Right now, Kevin Cain and the entire Buffalo music community should be celebrating.
On June 14, after months of planning and dozens of hours spent huddled in a cold concrete grain elevator at Silo City with cameras and audio equipment, Cain and his crew of dedicated volunteers held a party at the riverside industrial complex to celebrate the launch of Silo Sessions, their ambitious new performance series and music blog.
The project, which features short sets by local and touring musicians filmed inside one of Silo City’s towering concrete echo chambers, has produced dozens of videos, which will be uploaded to the site throughout the year. Following a model similar to NPR’s Tiny Desk Concerts, Silo Sessions has a real chance to broadcast Buffalo’s unique musical and artistic culture to a global audience.
But not everyone is rejoicing over the launch of Cain’s promising project, and not everyone in Buffalo’s cultural community supports it. Here’s why:
In the early morning hours of May 23, Cain was arrested after a fight with a female acquaintance and charged with harassment, criminal mischief and criminal obstruction of breathing. On June 10, Cain pleaded guilty in Buffalo City Court to the harassment violation charge.

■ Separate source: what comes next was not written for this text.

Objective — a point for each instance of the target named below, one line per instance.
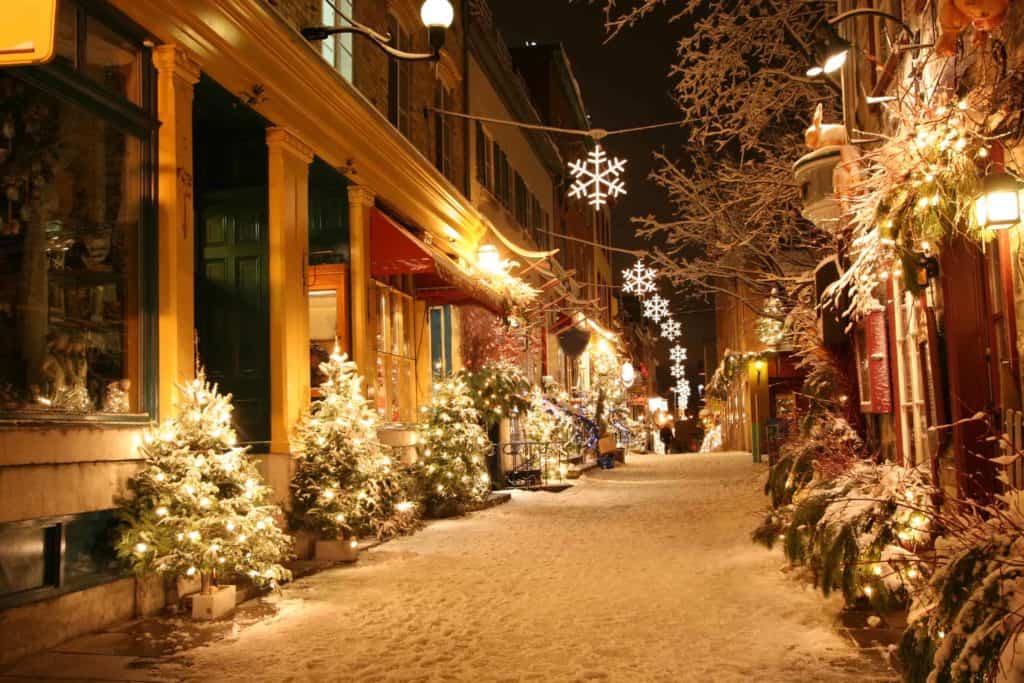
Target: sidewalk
(134, 651)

For three weeks after the incident occurred, surprisingly few people spoke out about it publicly, most of them friends of the victim. Though the news of his arrest had appeared in this newspaper, Cain stayed publicly mum about the incident as buzz built around his project.
When I called Cain to talk about the controversy prior to last weekend’s celebration, he was still clinging to the idea that the incident and his resulting guilty plea could remain a private affair. But later that evening, after mulling over the costs of staying silent, he released a statement to The News.
“I am terribly ashamed and embarrassed by the situation that happened between us because of the hurt and upset that it has caused within the community I love and support,” he said in a lengthy statement.
In the statement, also posted to his Facebook page, Cain also promised to donate a portion of the proceeds from Saturday’s launch party to Erie County Crisis Services and noted that he is enrolled in a 12-week anger management program and a drug and alcohol abuse program as part of his plea. “I intend to use this experience to give back to the community I love in a new way,” he said.
After speaking at length with Cain and the victim, as well as others involved in the Silo Sessions project and outside of it, the only thing that’s clear is that there are several contrasting narratives about what happened in Allentown that early May morning. But in all the accounts – those that heap all the blame on Cain and those that transfer some of it to the victim – the ending is the same: At the end of the incident, the victim had a bloody lip and broken glasses. Cain was arrested for and pleaded guilty to harassment.
In a phone interview last week, the victim – whom The News is not identifying – said she was scared to leave her house or to attend events in Buffalo’s tight-knit art community. She said she is getting unexpected backlash from some members of the community, including one person who said that she was “big enough to hold her own.”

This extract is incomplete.